Cacher la drogue dans les gaines techniques des immeubles est passé de mode. Trop risqué car ces planques sont connues et font l’objet d’inspections de plus en plus ciblées des services de police. Les trafiquants ont trouvé une parade efficace. Ils squattent les appartements de locataires appelés dans leur jargon les « nourrices ». Une occupation souvent contrainte, mais parfois acceptée par certains.
Et toujours contre une rétribution pour s’assurer du silence de ces nourrices, jamais choisies au hasard .
Ces habitants au-dessus de tout soupçon mettent, bon gré mal gré, leur logement à la disposition des trafiquants. « Ces derniers repèrent souvent des familles isolées, désargentées, vivant des minimas sociaux, des personnes vulnérables et dont ils savent qu’elles seront perméables à cette proposition contre rémunération », décrypte Roland Gauze, le directeur interrégional de la police judiciaire de Marseille.
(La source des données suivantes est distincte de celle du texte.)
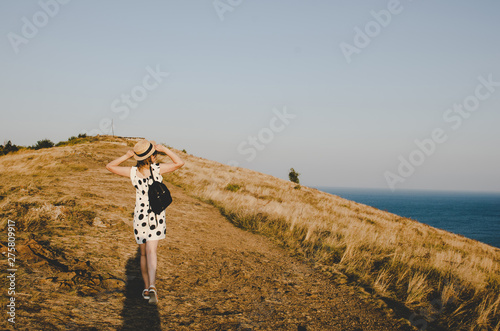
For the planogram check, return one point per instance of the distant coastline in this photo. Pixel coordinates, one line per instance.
(475, 215)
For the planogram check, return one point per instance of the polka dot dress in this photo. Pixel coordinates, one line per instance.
(146, 226)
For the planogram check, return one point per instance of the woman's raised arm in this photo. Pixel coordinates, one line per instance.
(169, 167)
(114, 166)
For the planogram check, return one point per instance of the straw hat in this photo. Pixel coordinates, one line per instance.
(143, 149)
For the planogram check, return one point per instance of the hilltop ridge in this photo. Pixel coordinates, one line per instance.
(73, 222)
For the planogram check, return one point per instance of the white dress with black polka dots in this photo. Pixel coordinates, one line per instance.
(146, 226)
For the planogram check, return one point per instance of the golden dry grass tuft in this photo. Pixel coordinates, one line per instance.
(445, 278)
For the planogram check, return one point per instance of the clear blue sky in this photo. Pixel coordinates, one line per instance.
(233, 65)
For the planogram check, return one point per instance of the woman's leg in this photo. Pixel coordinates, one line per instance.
(151, 246)
(144, 265)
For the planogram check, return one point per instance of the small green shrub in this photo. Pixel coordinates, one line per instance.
(232, 187)
(8, 147)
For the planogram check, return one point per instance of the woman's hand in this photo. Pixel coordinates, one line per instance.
(161, 148)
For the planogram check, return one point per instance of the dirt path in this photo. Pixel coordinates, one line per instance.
(214, 276)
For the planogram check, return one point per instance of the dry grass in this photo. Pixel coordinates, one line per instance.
(446, 277)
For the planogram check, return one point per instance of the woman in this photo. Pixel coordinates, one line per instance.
(148, 227)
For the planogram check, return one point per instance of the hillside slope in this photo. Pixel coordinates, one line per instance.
(78, 268)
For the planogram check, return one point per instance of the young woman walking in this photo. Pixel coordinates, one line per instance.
(148, 227)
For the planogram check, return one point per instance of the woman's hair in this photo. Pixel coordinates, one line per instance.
(146, 162)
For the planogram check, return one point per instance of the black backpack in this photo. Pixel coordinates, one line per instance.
(159, 195)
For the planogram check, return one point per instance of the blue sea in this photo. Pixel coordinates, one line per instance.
(473, 215)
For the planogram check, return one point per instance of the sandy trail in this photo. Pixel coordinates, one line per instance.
(214, 276)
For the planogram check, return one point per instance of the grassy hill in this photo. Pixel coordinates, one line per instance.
(74, 246)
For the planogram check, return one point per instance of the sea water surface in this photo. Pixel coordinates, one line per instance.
(473, 215)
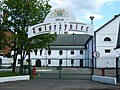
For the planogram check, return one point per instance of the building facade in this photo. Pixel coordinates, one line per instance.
(72, 46)
(77, 44)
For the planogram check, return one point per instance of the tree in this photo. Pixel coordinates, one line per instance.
(21, 15)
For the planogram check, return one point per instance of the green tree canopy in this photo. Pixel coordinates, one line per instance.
(20, 15)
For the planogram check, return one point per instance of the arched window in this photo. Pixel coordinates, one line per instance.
(60, 52)
(107, 39)
(81, 51)
(72, 52)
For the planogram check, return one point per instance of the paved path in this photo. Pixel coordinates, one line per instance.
(56, 84)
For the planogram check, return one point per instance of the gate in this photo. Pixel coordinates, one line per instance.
(66, 69)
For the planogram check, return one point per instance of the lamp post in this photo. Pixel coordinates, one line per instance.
(91, 18)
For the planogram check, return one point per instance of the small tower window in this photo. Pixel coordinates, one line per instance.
(81, 51)
(107, 39)
(49, 52)
(107, 50)
(72, 52)
(49, 61)
(60, 52)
Fin mai, ses services ont démantelé un réseau de nourrices dans la gigantesque cité de Campagne-Lévêque qui cachait 60 kg de cannabis mais aussi trois pistolets automatiques chargés, un pistolet Manurhin 222 et un fusil d’assaut kalachnikov avec ses chargeurs. Parmi ces nourrices, un pensionné par la Cotorep (invalidité) et une famille monoparentale.
Un maillon essentiel du trafic
« Hormis la fonction de cache, l’appartement sert aussi de position de repli pour les trafiquants. Ils peuvent ainsi se réfugier chez des gens insoupçonnables. Ils possèdent souvent un double des clés quand ils ne les confisquent pas purement et simplement à leurs hébergeurs. Les trafiquants parviennent à leurs fins grâce à un mélange de pression et de perversité sur leurs victimes », détaille Roland Gauze, constatant que le nombre de nourrices augmente, ce qui permet de diviser les risques pour les trafiquants.
Sociologue de l’univers urbain qui travaille à Marseille pour l’association Transvercité, Claire Duport resitue ce phénomène. « Les habitants des cités sont contraints de se soumettre au caïdat local. Les dealeurs s’approprient l’espace des cités aux dépens de la population. Et ces trafiquants enrôlent de très jeunes guetteurs, des gamins dé- scolarisés car ils savent qu’ils échapperont à toute poursuite pénale. » Selon elle, l’activité des nourrices illustre parfaitement « cette économie du cannabis qui est avant tout une économie de la pauvreté servant à remplir le réfrigérateur et le cartable du petit frère ».
« Les nourrices sont par la force des choses les otages des trafiquants et deviennent leurs complices malgré elles. Certains n’en ont pas conscience. D’autres collaborent ouvertement, comme ce fut le cas à Campagne-Lévêque où l’une d’elles découpait les barrettes de haschisch », raconte le patron de la PJ marseillaise. C’est d’ailleurs chez une femme et son fils que les policiers ont découvert 15 kg d’herbe, 6 kg de résine, deux pistolets 9 mm et 10000 € en liquide. Et, chez un homme, un kalachnikov et un coffre-fort avec plusieurs dizaines de milliers d’euros.
« Les trafiquants savent s’adapter. Les réseaux sont devenus de véritables petites entreprises industrielles où chacun a un rôle au milieu d’un système très cloisonné difficile à remonter. Ils ont appris à modifier leurs types de caches », résume Jean-Jacques Fagni, procureur adjoint de Marseille. « La police s’adapte aussi », ajoute le magistrat, déterminé à mettre hors jeu les nourrices, un des maillons essentiels à l’essor du trafic.